Agronegócio
Calendário 2026 da vacinação contra brucelose já está em vigor em Mato Grosso
Primeira etapa é obrigatória para fêmeas bovinas e bubalinas de 3 a 8 meses e segue até 30 de junho
Está aberto em Mato Grosso o calendário 2026 da primeira etapa da vacinação obrigatória contra a brucelose, doença que afeta bovinos e bubalinos e provoca impactos diretos na produção pecuária e na saúde pública. A imunização deve ser realizada até o dia 30 de junho.
Nesta fase, a vacinação é obrigatória para fêmeas bovinas e bubalinas com idade entre 3 e 8 meses.
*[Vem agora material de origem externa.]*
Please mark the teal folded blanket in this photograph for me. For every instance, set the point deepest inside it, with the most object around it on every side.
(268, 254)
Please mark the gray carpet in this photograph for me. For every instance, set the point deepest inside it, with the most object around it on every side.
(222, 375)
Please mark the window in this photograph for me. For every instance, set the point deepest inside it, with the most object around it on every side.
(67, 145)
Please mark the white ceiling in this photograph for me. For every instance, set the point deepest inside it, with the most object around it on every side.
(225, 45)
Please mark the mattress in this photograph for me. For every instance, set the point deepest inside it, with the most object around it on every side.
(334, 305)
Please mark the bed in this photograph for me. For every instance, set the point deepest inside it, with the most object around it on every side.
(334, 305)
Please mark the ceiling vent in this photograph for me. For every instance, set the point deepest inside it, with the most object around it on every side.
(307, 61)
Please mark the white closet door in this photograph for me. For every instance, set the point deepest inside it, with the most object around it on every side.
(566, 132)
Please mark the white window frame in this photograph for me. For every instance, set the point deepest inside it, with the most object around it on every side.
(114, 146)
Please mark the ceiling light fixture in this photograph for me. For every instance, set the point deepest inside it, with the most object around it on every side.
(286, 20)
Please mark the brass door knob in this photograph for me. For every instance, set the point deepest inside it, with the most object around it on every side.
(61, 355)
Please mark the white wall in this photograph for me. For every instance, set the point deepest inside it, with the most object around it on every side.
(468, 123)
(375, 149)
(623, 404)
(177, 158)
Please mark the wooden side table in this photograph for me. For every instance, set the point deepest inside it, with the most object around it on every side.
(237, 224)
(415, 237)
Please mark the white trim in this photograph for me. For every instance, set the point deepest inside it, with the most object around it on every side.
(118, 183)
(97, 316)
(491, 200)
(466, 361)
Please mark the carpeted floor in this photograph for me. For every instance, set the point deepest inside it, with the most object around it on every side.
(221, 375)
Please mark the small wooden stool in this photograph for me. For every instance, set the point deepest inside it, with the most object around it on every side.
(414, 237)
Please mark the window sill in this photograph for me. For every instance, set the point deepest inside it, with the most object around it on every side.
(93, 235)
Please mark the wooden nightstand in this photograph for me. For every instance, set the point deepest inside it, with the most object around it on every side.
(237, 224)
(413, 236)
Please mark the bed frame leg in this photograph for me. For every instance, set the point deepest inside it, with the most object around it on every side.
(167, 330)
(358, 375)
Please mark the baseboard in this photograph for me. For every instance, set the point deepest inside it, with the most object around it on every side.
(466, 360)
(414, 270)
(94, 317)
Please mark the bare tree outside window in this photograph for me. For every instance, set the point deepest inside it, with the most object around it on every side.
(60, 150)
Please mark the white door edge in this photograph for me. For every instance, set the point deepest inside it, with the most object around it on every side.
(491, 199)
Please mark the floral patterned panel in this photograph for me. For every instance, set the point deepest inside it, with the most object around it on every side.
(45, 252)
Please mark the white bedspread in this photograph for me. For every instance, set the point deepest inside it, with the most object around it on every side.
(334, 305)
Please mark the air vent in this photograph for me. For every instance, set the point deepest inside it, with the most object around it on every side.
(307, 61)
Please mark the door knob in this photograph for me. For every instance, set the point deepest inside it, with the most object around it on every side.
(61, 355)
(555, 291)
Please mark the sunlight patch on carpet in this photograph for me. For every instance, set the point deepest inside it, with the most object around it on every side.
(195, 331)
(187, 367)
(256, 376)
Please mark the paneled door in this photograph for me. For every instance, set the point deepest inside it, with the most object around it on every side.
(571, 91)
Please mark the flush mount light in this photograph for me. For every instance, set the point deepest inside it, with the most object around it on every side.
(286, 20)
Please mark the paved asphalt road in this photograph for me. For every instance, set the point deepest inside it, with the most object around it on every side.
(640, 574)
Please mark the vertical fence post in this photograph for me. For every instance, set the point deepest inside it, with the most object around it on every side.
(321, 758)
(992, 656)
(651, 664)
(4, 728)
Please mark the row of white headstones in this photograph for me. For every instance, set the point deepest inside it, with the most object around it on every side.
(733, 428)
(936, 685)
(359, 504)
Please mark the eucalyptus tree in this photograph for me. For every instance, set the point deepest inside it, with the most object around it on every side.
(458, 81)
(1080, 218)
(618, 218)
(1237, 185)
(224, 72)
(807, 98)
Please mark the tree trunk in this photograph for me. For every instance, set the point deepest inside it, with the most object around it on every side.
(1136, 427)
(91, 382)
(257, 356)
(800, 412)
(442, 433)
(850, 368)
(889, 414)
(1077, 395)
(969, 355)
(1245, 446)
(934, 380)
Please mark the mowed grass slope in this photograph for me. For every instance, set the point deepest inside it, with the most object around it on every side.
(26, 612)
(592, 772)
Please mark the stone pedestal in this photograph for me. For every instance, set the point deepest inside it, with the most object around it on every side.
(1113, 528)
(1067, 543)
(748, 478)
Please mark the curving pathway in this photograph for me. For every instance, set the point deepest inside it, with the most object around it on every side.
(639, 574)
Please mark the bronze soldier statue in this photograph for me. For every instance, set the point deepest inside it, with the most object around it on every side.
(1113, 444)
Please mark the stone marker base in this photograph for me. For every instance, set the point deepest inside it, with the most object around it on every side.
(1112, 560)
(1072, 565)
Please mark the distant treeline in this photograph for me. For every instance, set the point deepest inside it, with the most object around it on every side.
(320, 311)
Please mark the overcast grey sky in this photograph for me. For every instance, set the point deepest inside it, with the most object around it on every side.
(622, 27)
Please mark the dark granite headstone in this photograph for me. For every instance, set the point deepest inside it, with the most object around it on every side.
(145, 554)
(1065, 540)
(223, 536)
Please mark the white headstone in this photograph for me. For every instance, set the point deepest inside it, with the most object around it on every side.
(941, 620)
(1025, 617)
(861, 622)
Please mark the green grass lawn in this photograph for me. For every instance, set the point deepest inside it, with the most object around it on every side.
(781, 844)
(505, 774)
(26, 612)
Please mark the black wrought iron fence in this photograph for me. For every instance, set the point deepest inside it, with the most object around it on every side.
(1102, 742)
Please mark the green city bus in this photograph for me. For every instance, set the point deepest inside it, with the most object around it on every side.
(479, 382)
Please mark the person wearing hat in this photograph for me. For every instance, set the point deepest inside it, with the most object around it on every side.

A aplicação da vacina deve ser feita por médico veterinário habilitado junto ao Instituto de Defesa Agropecuária do Estado de Mato Grosso (Indea), ou por vacinador autorizado e supervisionado por esse profissional.
O não cumprimento do calendário e da faixa etária estabelecida pode gerar penalidades ao produtor rural, incluindo multa no valor de 1 Unidade Padrão Fiscal de Mato Grosso (UPF/MT) por animal, atualmente fixada em R$ 254,36, além do bloqueio para emissão da Guia de Trânsito Animal (GTA), documento indispensável para a movimentação do rebanho.
Concluída a vacinação, o responsável técnico tem até 30 dias para registrar o atestado de vacinação, que é encaminhado automaticamente ao Indea para conferência. Ao final da primeira etapa, esse prazo fica limitado até o dia 2 de julho.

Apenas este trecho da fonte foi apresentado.